Ülkemiz de her iki yönüyle bu olayın dışında değil. Büyük devlet olmanın bunu gerektirdiği açıklanmış. Bu aslında düpedüz emperyalizm. Yurt dışında tarım yapan bir şirketin ülkemize faydası yok. Onun yurt dışındaki herhangi bir şirketten farkı yok. Mutlaka ürünleri Türkiye’ye getirmesi gerekmiyor. Getirse bile bunun yerli üreticiyi baltalamaktan başka pek bir yararı olacağını sanmam.

Arazi gaspı halklar ve yerel toplulukların gıda egemenlikleri için ciddi bir tehdit. Dünya Bankası bu yeni arazi gaspına yardımcı olmak için yedi ilke yayınlamış. Hatta Birleşmiş Milletler Gıda Tarım örgütü FAO ile IFAD ve UNCTAD gibi kuruluşlar Dünya Bankasını desteklemişler. Bu ilkeler arasında çevreye zarar vermemek falan da varmış. Bunlar aslında işi meşrulaştırmak için ortaya atılan laflar. Hatırlarsınız özelleştirme furyası da başlarken, sermayenin tabana yayılmasından, kooperatiflerin de işe girmesinden söz etmişlerdi. Bunlara inanan veya inanmış görünen çok insan çıkmıştı. Sonunda ne olduğunu biliyoruz. 

Gıda fiyatlarında başlayan hızlı artışlar arazi gaspı için iştahları arttırıyor. Bu arazileri ele geçiren şirketler ürünü, toprağı, doğayı kirleten, insanları işsiz bırakan endüstriyel tarım yöntemlerini kullanacaklardır. Bu soygun biran önce durdurulmalıdır. Bu soygundan en çok zarar görecek ülkelerden biri de Sudan’dır. Sudan’da insanlar açlıktan ölürken arazilerini başka ülke ve şirketlere vermeye teşvik edilmektedir. Başta La Via Campesina , FIAN,  Land Research Action Network,  GRAIN olmak üzere yüzlerce kuruluş arazi gaspına 22 Nisan 2010’da yayınladıkları bir bildiri ile karşı çıktılar. İstekleri kısaca şöyle:

1.    Araziler yerel toplulukların elinde kalmalı, eşitlik içinde toprak ve doğal kaynaklara ulaşımı için gerçek bir toprak reformu uygulanmalı.,
2.    Tarımsal-çevresel ilkelere göre çalışan köylü, küçük üretici, balıkçı, çobanları kuvvetle desteklemek gerekir. Katılımcı araştırma ve eğitim programları desteklenerek küçük ölçekli gıda üreticileri herkes için bol, sağlıklı gıda üretmeliler.

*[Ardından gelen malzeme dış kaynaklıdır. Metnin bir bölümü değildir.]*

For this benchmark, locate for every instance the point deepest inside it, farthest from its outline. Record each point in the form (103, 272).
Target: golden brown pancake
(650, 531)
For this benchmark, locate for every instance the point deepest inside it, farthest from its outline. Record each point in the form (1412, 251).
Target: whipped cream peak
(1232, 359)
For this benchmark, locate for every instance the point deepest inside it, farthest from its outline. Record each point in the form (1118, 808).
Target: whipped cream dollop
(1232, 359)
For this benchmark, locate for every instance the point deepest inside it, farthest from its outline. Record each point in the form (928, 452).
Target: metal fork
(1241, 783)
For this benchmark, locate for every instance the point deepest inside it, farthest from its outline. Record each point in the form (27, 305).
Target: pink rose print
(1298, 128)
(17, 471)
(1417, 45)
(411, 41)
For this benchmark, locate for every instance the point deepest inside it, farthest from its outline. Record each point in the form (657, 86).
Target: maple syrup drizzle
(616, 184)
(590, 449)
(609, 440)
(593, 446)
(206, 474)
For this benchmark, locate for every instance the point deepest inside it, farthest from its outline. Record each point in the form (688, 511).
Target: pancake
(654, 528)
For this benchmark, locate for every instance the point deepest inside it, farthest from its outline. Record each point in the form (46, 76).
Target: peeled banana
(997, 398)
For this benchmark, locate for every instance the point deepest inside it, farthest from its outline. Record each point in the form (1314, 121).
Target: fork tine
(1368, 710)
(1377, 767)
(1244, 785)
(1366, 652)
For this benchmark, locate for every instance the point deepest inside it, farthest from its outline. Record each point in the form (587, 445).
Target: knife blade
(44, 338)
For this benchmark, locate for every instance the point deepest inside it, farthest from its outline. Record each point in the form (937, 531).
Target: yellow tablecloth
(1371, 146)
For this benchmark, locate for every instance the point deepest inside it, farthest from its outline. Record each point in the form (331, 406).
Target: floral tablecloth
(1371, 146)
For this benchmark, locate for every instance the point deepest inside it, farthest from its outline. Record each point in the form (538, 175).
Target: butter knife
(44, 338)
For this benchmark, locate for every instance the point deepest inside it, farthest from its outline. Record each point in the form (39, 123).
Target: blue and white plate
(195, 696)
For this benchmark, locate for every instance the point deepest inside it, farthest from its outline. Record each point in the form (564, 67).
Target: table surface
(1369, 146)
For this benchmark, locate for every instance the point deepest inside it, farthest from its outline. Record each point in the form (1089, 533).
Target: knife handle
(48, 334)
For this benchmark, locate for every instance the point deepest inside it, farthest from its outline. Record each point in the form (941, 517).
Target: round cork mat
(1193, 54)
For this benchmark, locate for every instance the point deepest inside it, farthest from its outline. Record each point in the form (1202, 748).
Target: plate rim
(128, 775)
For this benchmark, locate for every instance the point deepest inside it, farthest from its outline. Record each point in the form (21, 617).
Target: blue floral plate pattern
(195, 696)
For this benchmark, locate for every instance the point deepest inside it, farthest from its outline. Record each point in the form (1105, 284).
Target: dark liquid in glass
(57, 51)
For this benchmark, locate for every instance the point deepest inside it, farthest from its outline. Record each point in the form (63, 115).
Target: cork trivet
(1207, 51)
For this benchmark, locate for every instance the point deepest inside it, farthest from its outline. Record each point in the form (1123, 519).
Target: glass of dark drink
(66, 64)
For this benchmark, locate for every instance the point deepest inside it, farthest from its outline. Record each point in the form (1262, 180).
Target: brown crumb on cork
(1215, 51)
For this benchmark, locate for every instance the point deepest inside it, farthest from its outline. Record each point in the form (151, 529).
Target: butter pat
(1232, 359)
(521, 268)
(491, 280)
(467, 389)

3.    Tarım ve ticaret politikalarını halkın katılabilmesi ve yararlanabilmesi amacıyla, gıda egemenliğine sahip çıkacak ve yerel, bölgesel pazarları destekleyecek şekilde düzenlemek gerekir.

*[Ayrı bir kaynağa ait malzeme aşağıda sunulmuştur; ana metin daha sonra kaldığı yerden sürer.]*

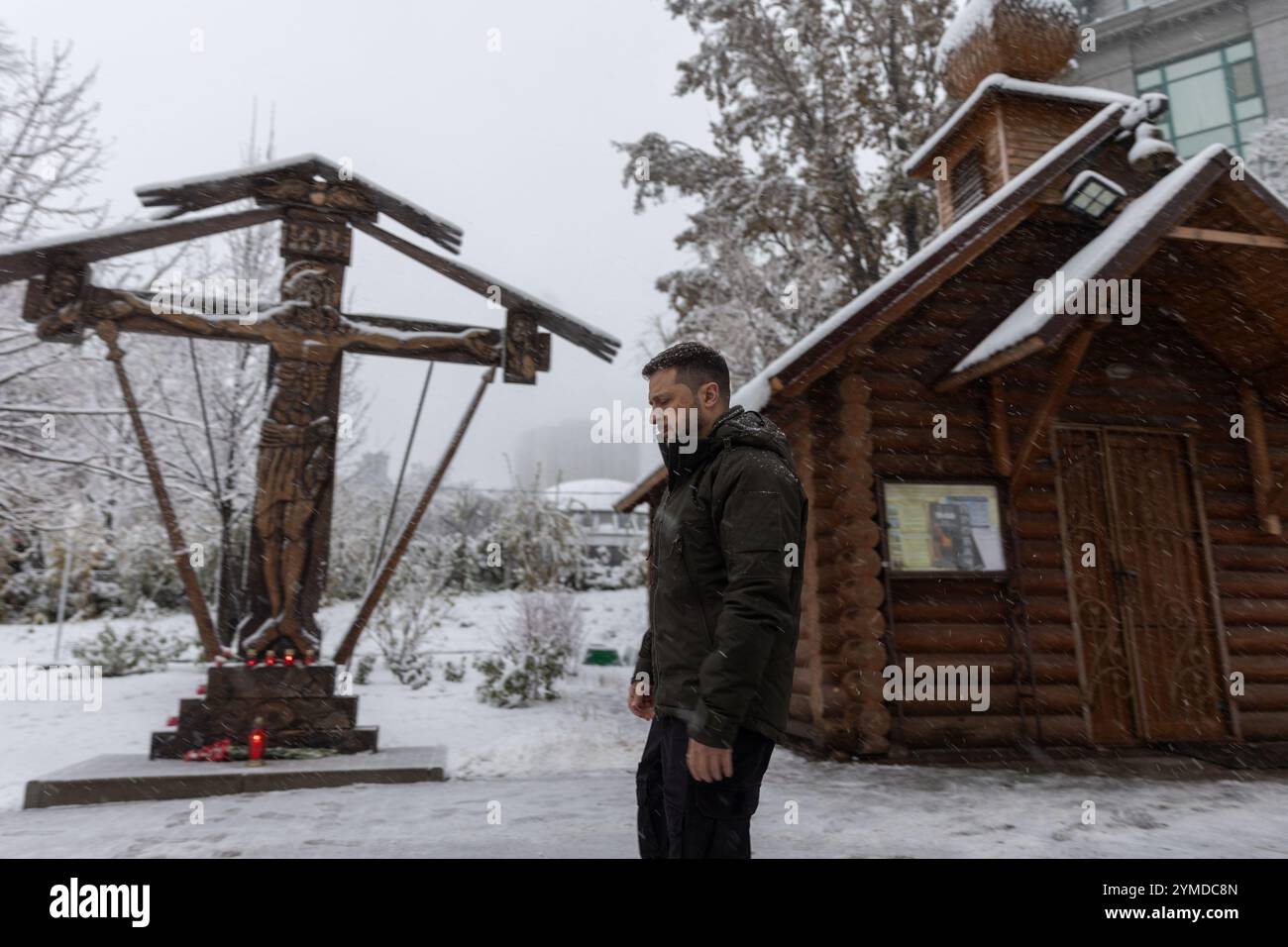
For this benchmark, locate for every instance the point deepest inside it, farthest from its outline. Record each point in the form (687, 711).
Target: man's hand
(640, 703)
(708, 763)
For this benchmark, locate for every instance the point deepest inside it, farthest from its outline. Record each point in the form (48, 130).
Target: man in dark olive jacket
(715, 665)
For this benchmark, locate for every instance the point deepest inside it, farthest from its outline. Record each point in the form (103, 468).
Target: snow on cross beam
(309, 179)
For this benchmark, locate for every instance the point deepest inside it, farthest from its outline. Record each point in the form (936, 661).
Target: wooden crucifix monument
(318, 206)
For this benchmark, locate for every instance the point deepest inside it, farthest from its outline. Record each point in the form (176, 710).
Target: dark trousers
(681, 817)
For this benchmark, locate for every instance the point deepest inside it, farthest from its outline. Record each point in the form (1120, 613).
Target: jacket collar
(678, 464)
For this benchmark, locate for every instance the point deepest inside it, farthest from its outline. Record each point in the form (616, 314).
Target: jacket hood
(735, 427)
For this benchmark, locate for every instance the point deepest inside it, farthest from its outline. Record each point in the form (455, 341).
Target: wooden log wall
(876, 420)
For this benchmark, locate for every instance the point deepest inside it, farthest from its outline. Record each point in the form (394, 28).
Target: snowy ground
(563, 776)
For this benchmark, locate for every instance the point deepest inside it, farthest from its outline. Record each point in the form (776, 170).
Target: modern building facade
(1223, 63)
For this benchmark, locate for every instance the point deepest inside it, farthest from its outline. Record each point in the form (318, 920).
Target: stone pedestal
(297, 705)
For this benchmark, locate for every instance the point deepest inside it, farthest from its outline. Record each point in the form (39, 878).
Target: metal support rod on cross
(108, 331)
(386, 571)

4.    Yerel halkın toprak, su ve biyoçeşitliliği denetlemesini sağlayacak şekilde, topluluk yönetimli gıda ve çiftçilik sistemleri desteklenmelidir. Şirket ve diğer güçlü aktörlerin (devlet veya özel) tarımsal, kıyı ve otlak alanlarını , ormanlar ve sulak alanları ellerine geçirmelerini engelleyecek zorunlu düzenlemeler sağlamlaştırılmalıdır.